Serpenti e rettili in classe. Obiettivo: stimolare creatività, libertà di espressione e combattere le paure dei più piccoli.
E' quello che da pochi mesi sta realizzando 'L'Arca di Sara', un'attività di pet-therapy relazionale, che, accanto ai tradizionali animali utilizzati per la zooterapia, vede coinvolti esemplari anomali per questo tipo di attività come insetti stecco o serpenti reali californiani. E i risultati sono ottimi.
Un esperimento pionieristico ideato dalla reggiana Sara De Rossi, 40 anni, operatrice Pet-Therapy Relazionale Integrata e da 15 anni impegnata nel settore dell'educazione ambientale. «Perché limitarsi agli animali classici? Ho scoperto ad esempio che il serpente è adatto per contrastare il pregiudizio, tra i bambini e non – spiega la De Rossi, nella sua casa tra pappagalli, gatti e conigli – Non basta la presenza dell'animale per risolvere problemi comportamentali o gestire dinamiche di gruppo, si tratta di un percorso che affronta tematiche legate all'ascolto, alle paure e ai sentimenti».

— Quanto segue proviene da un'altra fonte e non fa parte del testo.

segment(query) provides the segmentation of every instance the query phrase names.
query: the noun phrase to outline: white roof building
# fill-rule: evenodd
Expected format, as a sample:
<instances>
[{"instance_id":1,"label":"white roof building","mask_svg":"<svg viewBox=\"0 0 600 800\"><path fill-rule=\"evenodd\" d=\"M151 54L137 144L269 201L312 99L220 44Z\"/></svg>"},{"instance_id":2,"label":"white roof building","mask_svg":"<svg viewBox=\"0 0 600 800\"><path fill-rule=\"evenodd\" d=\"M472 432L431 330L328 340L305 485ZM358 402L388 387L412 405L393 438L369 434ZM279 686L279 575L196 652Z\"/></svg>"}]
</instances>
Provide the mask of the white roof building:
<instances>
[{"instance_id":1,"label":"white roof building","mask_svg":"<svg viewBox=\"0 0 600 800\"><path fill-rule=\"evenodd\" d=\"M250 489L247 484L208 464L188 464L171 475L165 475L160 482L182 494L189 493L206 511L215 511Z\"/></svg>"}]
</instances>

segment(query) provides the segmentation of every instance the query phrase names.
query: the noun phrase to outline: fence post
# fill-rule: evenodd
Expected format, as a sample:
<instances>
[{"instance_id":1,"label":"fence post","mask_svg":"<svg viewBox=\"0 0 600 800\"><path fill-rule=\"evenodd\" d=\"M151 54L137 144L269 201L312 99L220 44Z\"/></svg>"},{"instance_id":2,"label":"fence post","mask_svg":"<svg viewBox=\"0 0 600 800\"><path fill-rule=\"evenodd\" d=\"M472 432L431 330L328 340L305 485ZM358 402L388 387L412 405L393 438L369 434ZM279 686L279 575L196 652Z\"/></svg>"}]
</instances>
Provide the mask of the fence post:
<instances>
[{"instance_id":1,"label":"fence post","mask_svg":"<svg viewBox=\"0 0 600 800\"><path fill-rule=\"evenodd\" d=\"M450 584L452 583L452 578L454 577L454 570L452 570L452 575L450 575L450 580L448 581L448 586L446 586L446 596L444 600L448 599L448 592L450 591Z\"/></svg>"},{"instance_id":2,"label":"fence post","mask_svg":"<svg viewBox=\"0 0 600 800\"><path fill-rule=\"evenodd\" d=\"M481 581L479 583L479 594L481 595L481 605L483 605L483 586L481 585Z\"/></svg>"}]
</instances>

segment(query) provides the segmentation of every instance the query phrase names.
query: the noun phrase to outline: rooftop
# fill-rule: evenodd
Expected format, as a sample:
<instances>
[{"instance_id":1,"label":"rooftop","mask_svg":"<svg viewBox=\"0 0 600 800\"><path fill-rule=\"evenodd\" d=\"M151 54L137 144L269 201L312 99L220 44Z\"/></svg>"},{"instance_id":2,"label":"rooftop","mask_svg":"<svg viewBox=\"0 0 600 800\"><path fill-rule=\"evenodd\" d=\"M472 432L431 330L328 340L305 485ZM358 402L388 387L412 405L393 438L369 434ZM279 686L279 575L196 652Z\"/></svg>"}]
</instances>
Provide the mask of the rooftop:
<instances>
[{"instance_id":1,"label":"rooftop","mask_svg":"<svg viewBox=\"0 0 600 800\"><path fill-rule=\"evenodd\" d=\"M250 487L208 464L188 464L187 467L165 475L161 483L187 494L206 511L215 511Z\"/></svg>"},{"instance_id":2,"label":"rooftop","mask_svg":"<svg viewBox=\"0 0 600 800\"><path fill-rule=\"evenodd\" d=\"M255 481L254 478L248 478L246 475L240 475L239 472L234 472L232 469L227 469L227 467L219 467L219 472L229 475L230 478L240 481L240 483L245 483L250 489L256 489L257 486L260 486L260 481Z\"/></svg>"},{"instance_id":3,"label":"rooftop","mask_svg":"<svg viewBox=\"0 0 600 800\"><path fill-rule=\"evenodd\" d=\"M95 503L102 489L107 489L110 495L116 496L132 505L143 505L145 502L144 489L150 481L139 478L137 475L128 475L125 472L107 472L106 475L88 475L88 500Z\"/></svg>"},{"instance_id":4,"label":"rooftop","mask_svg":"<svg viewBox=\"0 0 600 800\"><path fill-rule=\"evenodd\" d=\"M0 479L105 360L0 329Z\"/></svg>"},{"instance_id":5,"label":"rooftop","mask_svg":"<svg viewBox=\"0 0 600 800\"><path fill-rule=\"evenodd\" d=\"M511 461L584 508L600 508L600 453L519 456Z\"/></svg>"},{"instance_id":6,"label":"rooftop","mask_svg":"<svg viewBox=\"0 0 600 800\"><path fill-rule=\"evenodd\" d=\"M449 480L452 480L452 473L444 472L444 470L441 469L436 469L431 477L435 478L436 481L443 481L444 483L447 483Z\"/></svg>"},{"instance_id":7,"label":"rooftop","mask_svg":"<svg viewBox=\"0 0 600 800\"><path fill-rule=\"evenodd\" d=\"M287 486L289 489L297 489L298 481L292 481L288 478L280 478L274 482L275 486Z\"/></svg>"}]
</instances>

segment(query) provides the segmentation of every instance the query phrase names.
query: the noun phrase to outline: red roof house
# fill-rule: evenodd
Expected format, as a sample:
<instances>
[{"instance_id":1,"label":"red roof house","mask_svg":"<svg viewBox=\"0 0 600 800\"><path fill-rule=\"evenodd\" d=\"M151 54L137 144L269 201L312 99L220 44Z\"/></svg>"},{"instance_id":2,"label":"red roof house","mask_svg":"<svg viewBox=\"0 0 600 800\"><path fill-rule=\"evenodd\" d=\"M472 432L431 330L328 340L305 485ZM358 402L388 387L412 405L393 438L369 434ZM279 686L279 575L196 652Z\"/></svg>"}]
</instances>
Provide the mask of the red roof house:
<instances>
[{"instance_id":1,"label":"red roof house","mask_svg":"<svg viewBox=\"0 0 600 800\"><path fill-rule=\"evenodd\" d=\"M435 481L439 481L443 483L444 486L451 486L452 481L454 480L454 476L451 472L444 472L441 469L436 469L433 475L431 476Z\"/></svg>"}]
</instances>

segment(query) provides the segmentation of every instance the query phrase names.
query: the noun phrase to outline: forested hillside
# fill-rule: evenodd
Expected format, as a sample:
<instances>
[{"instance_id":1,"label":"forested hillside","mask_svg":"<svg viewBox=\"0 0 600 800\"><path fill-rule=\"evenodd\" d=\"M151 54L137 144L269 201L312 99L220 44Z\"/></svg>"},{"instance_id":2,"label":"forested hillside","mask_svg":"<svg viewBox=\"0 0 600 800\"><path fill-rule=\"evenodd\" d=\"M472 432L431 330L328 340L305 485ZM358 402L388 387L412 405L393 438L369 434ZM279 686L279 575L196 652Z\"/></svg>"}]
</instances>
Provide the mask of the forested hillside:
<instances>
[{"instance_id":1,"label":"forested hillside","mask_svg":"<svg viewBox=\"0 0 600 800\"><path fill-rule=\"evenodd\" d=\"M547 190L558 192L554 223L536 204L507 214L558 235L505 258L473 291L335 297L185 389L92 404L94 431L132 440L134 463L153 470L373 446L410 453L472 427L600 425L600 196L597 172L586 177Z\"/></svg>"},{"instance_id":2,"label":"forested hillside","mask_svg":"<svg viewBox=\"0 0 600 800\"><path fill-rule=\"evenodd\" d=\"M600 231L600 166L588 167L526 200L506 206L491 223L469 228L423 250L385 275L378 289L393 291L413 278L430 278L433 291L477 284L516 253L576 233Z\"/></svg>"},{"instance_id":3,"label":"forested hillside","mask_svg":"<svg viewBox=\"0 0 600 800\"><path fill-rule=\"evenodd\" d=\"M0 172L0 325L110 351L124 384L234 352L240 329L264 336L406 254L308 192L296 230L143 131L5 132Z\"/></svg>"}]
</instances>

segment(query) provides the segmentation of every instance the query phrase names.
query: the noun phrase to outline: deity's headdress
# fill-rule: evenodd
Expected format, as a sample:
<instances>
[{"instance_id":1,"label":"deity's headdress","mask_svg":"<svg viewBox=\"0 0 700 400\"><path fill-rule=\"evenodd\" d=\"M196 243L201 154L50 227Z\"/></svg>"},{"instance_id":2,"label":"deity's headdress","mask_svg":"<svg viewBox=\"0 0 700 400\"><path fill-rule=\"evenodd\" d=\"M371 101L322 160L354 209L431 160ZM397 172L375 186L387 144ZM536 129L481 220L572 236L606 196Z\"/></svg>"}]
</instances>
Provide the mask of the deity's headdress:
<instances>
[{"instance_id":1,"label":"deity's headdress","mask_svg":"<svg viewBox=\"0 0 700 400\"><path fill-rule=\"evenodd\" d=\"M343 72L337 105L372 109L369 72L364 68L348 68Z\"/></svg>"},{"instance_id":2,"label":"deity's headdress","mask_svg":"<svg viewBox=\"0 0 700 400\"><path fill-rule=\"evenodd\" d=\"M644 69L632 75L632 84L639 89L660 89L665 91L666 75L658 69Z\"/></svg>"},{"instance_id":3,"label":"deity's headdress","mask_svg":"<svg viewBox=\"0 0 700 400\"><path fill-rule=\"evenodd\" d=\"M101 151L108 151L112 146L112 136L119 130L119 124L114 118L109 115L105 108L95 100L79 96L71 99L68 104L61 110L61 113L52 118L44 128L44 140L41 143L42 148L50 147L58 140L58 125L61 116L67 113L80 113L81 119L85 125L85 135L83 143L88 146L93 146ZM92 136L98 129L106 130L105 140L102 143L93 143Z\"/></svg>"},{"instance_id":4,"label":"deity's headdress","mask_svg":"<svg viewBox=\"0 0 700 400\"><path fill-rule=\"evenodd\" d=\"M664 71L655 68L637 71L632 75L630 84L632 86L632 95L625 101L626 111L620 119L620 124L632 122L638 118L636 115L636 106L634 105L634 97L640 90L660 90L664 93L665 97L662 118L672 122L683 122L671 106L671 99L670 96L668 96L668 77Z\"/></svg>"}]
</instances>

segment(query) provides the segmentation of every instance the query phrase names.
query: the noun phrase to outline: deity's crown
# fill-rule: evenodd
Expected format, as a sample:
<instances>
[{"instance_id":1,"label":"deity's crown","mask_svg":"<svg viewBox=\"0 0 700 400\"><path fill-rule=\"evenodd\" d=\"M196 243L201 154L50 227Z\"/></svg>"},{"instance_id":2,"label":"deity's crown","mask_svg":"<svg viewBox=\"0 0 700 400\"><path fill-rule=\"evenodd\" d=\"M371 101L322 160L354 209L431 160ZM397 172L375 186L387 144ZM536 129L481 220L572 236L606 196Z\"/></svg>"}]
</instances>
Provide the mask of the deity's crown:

I progetti nelle scuole vanno dai 3 anni fino alle superiori e già diverse realtà hanno voluto sperimentare il lavoro de L'Arca di Sara, a Reggio, Reggiolo, Casalgrande e nel parmense. E c'è chi ha chiamato la De Rossi per problemi legati al bullismo. «I serpenti ad esempio mettono in discussione il modo normale di relazionarsi – racconta la De Rossi – Bisogna sforzarsi per capire gesti e movimenti di un animale visto da tutti con molto pregiudizio. Ci sono bambini molti impauriti ma che a fine laboratorio accarezzano i serpenti. Questo comportamento, inserito in un percorso, aiuta ad aprirsi e a rivedere le relazioni con le persone che ti stanno attorno. Non è tanto lo sconfiggere la paura verso i serpenti ma credere in se stessi e potenziare la propria fiducia». Tutti gli animali 'utilizzati' nei percorsi e laboratori sono stati salvati, avendo alle spalle storie di abbandono e maltrattamenti. La De Rossi si avvale della collaborazione di altri esperti come musicoterapisti, counselor e specialisti in arteterapia. «Gli insetti, con le loro mutazioni, possono essere perfetti per spiegare l'età dello sviluppo – precisa la De Rossi – Spesso guardando dinamiche esterne si possono capire meglio i processi che ci interessano». Le attività assistite con animali non sono rivolte solo alle scuole, Sara e il suo team hanno lavorato anche in Case protette e stanno organizzando fine settimana negli agriturismi del nostro Appennino. A luglio invece parte il campo estivo per ragazzi (www.larcadisara.it). L'obiettivo resta sempre lo stesso: relazionarsi con gli animali per conoscere meglio se stessi ed affrontare le proprie paure.